Comments (8)
Haven't tried consul-alerts on this scale before. How many instances of consul-alerts is running? I think the slow-down might be caused by the sheer volume of checks being processed. There are no metrics at the moment but I'm keen on finding out how to scale it to such a size.
from consul-alerts.
After messing around with consul-alerts
it seems like https://github.com/AcalephStorage/consul-alerts/blob/master/consul/client.go#L223-L257 would severely limit performance. In a smaller datacenter with lower 4 digit checks the loop appears to take a minute. This causes https://github.com/AcalephStorage/consul-alerts/blob/master/check-handler.go#L57-L61 to take longer than expected and generally slow everything down.
from consul-alerts.
@macb , I have similar situation, I'm running consul-alerts in ~70 servers, ~5 checks in each. https://github.com/AcalephStorage/consul-alerts/blob/master/consul/client.go#L223-L257 is taking at ~1 minute, so it takes ~7 minutes for https://github.com/AcalephStorage/consul-alerts/blob/master/check-handler.go#L57-L61 to run. Any ideas to improve this? Thanks.
from consul-alerts.
I am using this for about 100 servers in AWS and definitely have noticed some inefficiencies and high cpu demands. I am being pretty ambitious and have servers with about 20 checks running. I have to use compute optimized c4 instances to be able to run at this scale and I assume that that the strain is going to increase. However, I think this is great project and I will try to dig into the code and help where I can as well.
from consul-alerts.
There are few factors affecting performance.

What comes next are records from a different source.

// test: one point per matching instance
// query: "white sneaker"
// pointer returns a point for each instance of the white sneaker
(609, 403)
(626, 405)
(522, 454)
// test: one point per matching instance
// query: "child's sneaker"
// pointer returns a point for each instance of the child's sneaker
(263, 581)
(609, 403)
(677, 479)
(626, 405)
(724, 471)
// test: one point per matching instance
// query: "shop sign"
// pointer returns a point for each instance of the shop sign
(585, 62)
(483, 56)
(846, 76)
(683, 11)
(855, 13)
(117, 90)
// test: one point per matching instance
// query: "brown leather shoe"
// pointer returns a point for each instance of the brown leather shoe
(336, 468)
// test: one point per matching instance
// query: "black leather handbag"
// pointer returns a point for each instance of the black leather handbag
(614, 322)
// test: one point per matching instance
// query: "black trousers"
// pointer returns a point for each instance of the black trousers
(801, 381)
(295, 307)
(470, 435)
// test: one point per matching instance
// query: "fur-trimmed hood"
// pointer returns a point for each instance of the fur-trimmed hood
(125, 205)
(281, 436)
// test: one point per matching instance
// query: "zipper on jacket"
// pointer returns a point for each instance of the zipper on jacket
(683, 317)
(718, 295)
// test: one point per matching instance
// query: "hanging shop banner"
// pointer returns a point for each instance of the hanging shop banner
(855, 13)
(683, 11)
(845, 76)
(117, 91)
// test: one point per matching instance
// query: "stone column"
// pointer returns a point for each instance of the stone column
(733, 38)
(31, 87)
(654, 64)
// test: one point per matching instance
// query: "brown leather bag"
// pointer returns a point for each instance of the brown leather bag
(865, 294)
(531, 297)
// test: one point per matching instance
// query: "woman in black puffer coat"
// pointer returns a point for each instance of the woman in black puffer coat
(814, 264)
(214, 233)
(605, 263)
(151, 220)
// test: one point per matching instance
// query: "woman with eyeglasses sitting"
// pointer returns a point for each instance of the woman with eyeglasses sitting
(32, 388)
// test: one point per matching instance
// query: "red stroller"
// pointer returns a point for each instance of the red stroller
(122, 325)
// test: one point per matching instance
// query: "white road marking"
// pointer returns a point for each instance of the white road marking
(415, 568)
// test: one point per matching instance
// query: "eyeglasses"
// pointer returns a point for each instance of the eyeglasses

- Consul-Alerts is dependent on the "watcher" feature of Consul. This watches the health checks for changes. Any status change triggers consul to send the entire list of health checks from all nodes. This is what consul-alerts processes. (eg. 70 servers * 5 checks = 350 checks to check every time a change is detected).
- still thinking of a way to just get the changed health check instead of all
- The code processes the checks + sending notifications in a linear way.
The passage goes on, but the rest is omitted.